The Rt. Rev. R. William Franklin

“We had no idea it would be as relevant as it is right now” when they began their work, Franklin told TLC.

The introduction states:

“The realities of economic and educational inequality, of vast disparities in incarceration, and of daily prejudice and centuries of discrimination, are all available for those who have ears to hear and eyes to see. Yet these facts are poorly and imperfectly realized by many white people, so much so that when presented with them, many try to deny or explain them away. White ignorance and white indifference constitute their own specific forms of sin.”

Franklin said the report is designed to serve the bishops as a resource “for their preaching, for their leadership in their dioceses, and for planning their own action on how to address racism and white supremacy in their own dioceses.” It includes an extensive list of reference to books, articles and websites about various aspects of the topic.

Franklin retired in 2019 as bishop diocesan in Western New York. He now serves as an assistant bishop in the Diocese of Long Island, and is on the faculty of Episcopal Divinity School at Union Theological Seminary in New York City.

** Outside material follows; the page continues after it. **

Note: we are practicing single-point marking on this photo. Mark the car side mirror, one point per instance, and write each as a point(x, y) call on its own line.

The September 16 meeting was the House of Bishops’ second deep dive into the subject, as they discussed a draft of the report in September 2019, after which revisions were made to the document. Much of the recent session was conducted privately to enable the bishops to talk candidly in groups, but in a portion of a plenary session that was open to the press, bishops on the committee shared their personal experiences. As reported by Episcopal News Service:

Bishop Jennifer Baskerville-Burrows

“I have to confess, I am so weary … because we have been doing this work for so long and there is so much more to do,” said Indianapolis Bishop Jennifer Baskerville-Burrows, who in 2017 became the first Black woman to serve as a diocesan bishop. Since then, several more dioceses have elected Black women and other people of color as bishops, though the body is still overwhelmingly white and male.

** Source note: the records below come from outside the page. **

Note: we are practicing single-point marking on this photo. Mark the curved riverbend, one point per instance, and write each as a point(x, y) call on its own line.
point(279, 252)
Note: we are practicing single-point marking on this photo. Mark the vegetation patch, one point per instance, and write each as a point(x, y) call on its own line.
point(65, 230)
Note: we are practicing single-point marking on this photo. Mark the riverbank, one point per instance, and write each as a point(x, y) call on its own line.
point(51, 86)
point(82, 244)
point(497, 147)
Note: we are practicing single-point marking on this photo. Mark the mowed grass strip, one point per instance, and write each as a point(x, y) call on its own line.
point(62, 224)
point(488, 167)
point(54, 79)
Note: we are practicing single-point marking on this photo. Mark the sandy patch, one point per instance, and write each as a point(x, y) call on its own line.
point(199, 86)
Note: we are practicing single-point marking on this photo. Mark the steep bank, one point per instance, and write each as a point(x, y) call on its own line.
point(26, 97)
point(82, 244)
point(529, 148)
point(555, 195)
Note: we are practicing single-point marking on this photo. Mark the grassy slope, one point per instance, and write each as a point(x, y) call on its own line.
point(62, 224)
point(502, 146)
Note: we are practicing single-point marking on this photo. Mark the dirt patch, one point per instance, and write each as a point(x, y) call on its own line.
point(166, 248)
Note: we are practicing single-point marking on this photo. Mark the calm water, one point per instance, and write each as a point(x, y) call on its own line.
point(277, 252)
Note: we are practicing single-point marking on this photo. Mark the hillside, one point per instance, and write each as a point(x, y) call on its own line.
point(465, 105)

Baskerville-Burrows spoke of the powerful inspiration she felt as a layperson and then a priest whenever the House of Bishops spoke out against racism in its pastoral letters, notably in a 1994 message that condemned racism as a sin. She described the bishops’ work today as a continuation of that hard work.

Bishop Allen Shin

New York Bishop Suffragan Allen Shin noted that racism in America often is seen as binary, a matter of white and black, but as a South Korean immigrant who has called the United States home for nearly 50 years, he sees racism as a more “complicated issue.”

“Asian Americans are constantly seen and see themselves as outsiders,” Shin said, and that xenophobia has only intensified during the coronavirus pandemic. Shin grew emotional as he described the fear he and other Asian Americans feel at being made scapegoats for the virus. “There are days when I’m actually afraid to go outside because I don’t know what will happen, just because of what I look like.”

Several bishops on the committee shared how they grew to realize how their privilege as white Americans had blinded them for much of their lives to the reality of the experiences and perspectives of many of their fellow citizens.

Bishop Larry Benfield

Arkansas Bishop Larry Benfield described himself as a “white Southern male bishop” and confessed that he had long thought that making the church a more hospitable place by welcoming people of all colors was enough to bring new diversity after centuries of predominantly white membership. While reexamining such beliefs through discussions with the Theology Committee, he began to understand the patronizing presumptions of that way of thinking.

“The truth of the matter is, the offer of acceptance by white people is a way to keep others still feeling second-class, and it keeps us white people feeling so virtuous about how progressive we are,” Benfield said. “I’m now finding myself in the uncomfortable place of having to ask myself why any person of color … would want to be accepted by white people in a very white church.”